Based on a review of nurse staffing and resident census and staff interview, it was determined the facility failed to consistently provide minimum general nursing care hours to each resident daily.

Findings include:

A review of the facility's staffing levels revealed that on the following date the facility failed to provide minimum nurse staffing of 3.2 hours of general nursing care to each resident:

May 3, 2025 - 3.19 direct care nursing hours per resident.

The facility's general nursing hours were below the minimum required level on the date noted above.

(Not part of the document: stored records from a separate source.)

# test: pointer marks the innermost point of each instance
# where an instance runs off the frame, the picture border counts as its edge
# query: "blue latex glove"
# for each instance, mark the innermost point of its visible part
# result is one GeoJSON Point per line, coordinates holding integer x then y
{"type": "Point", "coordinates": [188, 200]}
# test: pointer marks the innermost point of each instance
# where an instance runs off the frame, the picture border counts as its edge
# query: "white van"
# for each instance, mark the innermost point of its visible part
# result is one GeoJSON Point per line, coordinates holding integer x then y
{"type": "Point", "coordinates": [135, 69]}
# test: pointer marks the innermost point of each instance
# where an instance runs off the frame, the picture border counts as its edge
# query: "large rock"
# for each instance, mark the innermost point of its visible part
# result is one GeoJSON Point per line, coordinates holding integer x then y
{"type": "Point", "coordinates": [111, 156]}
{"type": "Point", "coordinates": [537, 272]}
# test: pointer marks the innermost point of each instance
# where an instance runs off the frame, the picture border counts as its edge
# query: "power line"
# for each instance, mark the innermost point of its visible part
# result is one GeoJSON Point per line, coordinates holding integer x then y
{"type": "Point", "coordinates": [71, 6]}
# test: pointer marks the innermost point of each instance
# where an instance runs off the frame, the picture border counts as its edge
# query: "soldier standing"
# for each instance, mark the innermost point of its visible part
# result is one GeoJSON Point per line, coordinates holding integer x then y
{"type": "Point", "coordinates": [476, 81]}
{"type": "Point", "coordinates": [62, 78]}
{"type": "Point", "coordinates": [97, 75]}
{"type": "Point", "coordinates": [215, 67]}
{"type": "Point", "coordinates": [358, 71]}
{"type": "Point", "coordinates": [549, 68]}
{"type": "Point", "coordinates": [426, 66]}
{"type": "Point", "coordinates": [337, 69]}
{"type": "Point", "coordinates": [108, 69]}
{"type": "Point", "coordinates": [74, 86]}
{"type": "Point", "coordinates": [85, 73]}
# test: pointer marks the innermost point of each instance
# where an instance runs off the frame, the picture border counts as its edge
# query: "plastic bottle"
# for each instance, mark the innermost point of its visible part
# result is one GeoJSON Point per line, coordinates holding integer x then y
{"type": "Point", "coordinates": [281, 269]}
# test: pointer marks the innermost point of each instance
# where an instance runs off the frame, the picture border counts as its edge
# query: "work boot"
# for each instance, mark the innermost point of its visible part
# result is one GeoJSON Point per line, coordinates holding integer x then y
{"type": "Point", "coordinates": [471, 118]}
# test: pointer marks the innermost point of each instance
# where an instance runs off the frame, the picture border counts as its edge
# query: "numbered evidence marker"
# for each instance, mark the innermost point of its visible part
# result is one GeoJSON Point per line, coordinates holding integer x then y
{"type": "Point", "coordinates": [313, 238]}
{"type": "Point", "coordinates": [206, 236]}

An interview with the Nursing Home Administrator on May 9, 2025, at 1:37 PM confirmed the facility failed to consistently provide minimum general nursing care hours to each resident daily.




 Plan of Correction - To be completed: 05/27/2025

1. The facility cannot retroactively correct staffing PPD.
2. NHA/designee will conduct an initial audit of the past two weeks scheduled to determine if PPD are in compliance.
3.NHA /designee will re-educate the scheduler on the proper PPD. The facility will hold labor meetings Monday-Friday to verify PPD is made.
4. NHA/designee will conduct random audits of facility PPD weekly for four weeks, then monthly for two months thereafter to verify proper PPD hours. Results of audits will be reviewed by the Quality Assurance Performance Improvement Committee and changes will be made as necessary.